Ce formalisme assortit de ces opérateurs permet non seulement de modéliser des situations réalistes mais fournit les outils pour pouvoir combiner les données et prendre des décisions dans ces contextes incertains. La logique subjective est un excellent formalisme pour représenter la confiance par exemple. Cela a été fait avec succès par le passé. Ce formalisme a aussi été utilisé pour penser un système de répartition des étudiants en groupe. L’expérience de chaque étudiant étant très personnelle, cela permet de ne pas simplement se baser sur la performance des groupes mais également sur l’expérience de chacun pour assembler des groupes le plus fonctionnels possible.
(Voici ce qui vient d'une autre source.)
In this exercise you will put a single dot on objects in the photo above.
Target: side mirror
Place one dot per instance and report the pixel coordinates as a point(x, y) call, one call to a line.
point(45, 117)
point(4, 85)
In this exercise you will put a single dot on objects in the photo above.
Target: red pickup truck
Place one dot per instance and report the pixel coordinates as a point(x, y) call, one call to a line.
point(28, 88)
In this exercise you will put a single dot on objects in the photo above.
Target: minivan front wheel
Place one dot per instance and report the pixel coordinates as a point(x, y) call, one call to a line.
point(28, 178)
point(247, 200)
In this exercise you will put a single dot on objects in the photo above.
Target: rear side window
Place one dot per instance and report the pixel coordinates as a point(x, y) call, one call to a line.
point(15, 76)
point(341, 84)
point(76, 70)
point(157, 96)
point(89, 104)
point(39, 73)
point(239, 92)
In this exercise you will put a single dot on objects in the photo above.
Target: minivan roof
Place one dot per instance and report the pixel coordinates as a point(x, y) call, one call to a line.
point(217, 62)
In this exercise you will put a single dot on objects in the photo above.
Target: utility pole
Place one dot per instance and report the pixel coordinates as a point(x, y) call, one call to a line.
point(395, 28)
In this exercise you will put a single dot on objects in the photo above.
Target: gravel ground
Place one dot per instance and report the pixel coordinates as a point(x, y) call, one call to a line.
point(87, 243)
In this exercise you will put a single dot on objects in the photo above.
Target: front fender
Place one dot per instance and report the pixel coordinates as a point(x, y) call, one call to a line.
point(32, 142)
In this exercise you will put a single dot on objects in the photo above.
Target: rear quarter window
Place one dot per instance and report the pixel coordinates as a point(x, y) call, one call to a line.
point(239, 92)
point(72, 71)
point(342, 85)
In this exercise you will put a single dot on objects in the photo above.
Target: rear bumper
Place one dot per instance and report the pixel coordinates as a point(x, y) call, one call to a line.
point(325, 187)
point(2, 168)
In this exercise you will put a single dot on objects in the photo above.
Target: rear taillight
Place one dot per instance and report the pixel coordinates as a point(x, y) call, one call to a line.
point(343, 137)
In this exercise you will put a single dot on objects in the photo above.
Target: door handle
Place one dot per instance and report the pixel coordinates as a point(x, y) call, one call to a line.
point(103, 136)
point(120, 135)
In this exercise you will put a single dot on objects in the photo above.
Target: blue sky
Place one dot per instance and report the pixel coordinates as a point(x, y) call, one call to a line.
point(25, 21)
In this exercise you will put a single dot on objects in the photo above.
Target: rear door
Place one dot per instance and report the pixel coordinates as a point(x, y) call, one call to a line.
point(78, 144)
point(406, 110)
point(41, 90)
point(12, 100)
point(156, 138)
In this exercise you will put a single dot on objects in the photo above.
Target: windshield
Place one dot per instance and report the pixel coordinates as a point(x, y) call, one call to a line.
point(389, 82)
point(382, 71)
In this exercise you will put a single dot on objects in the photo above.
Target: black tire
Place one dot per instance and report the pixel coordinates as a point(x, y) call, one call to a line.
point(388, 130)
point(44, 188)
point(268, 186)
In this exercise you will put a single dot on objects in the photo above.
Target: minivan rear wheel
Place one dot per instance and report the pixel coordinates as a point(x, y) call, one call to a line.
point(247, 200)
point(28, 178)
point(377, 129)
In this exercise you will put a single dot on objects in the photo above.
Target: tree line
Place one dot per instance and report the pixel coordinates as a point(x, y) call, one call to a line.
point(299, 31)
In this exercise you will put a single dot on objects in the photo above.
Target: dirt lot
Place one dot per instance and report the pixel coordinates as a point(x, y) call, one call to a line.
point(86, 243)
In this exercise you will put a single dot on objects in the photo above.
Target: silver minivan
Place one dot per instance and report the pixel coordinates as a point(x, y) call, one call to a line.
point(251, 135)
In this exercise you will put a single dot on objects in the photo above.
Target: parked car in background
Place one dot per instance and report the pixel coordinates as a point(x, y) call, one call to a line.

Prendre des décisions de manière automatique dans des contextes incertains peut s’avérer périlleux. Dans ce cadre il est confortable de pouvoir se reposer sur des cadres théoriques solides tels que la logique subjective pour pouvoir combiner des informations incertaines et prendre la meilleure décision possible.
La logique subjective offre un cadre puissant pour modéliser et gérer l’incertitude dans la prise de décision. En intégrant des concepts comme la croyance, le doute et l’incertitude, elle permet de combiner des opinions subjectives de manière cohérente et d’améliorer la qualité des décisions prises dans des contextes incertains. Que ce soit dans la sécurité informatique, l’analyse des risques ou la gestion de projets, la logique subjective a prouvé son utilité. Pour ceux qui souhaitent explorer davantage ce domaine, des implémentations et des ressources sont disponibles, facilitant l’adoption de cette approche. À l’avenir, l’application de la logique subjective dans des domaines émergents comme l’intelligence artificielle et l’apprentissage automatique pourrait ouvrir de nouvelles perspectives passionnantes.